Kora
Today
In 2020, following the handover of The Mkomazi Project in Tanzania, the Trust returned to Kenya to focus on the rehabilitation of Kora National Park, continuing extensive discussions with KWS for the long term stewardship, conservation, environmental protection and sustainable development of Kora and to forward the joint objectives.
Kora’s landscape has been been degraded over the past three decades with intense livestock incursions, commercial bush meat poaching, the loss of its wildlife dispersal areas, charcoal production, the burning and destruction of the Tana River forests and climate change. However, the Kenya Wildlife Service has established a restoration programme. Together with the Trust, they are working on the long-term rehabilitation of the ecosystem, the protection of its habitat and wildlife and continuing its work in the adjacent communities.

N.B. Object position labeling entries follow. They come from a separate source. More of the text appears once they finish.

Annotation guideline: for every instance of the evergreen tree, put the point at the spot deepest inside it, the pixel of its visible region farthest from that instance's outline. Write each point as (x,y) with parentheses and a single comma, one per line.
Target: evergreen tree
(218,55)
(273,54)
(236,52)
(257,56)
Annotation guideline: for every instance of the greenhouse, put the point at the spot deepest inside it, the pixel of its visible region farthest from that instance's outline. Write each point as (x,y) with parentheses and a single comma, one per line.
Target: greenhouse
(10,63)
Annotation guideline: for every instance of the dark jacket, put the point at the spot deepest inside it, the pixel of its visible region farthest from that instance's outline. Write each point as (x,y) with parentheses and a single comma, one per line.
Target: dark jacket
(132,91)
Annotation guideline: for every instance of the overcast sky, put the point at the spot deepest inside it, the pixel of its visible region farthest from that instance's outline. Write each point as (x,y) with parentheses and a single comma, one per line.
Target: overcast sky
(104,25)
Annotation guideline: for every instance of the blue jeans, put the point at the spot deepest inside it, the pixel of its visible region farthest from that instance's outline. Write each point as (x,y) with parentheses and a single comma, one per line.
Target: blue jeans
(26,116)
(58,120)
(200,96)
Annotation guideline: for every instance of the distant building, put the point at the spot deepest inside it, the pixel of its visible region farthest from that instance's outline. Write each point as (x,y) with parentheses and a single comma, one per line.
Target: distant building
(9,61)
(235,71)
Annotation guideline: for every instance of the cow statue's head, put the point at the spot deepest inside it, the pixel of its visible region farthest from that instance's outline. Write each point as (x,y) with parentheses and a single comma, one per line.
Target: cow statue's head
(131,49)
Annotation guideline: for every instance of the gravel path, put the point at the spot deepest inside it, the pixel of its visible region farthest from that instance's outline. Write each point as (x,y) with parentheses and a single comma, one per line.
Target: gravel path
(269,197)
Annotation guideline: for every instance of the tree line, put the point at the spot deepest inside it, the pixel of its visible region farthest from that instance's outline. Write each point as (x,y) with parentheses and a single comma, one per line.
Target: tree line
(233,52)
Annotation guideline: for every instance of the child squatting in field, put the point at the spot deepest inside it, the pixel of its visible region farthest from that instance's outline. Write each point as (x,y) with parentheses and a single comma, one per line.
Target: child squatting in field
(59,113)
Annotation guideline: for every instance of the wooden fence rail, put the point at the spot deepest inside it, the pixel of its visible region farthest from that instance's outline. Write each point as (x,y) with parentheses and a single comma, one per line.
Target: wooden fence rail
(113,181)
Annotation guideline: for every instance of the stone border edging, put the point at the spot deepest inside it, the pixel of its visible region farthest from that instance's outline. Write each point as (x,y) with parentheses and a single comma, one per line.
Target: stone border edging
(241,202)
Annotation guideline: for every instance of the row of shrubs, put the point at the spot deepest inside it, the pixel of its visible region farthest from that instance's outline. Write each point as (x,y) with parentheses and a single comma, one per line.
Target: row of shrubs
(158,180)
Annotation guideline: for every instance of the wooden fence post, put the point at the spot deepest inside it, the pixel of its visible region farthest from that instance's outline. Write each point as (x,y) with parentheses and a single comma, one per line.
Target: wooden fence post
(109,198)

The Kora project is a multi-disciplinary approach to an environmental rehabilitation programme encompassing the following:
- Infrastructure upgrades
- Reducing damage to the Kora ecosystem
- Strategic support for Kenya Wildlife Service
- Wildlife recovery programme
- Community outreach programme
- Tourism promotion






“Kora, so often overlooked and misrepresented, is well worth every effort to sustain it as a wild place in its own right and as a value added buffer to the Meru National Park. Tony Fitzjohn has the vision, the energy and the expertise to put this together, but he needs the support of all of us if success is to be assured.”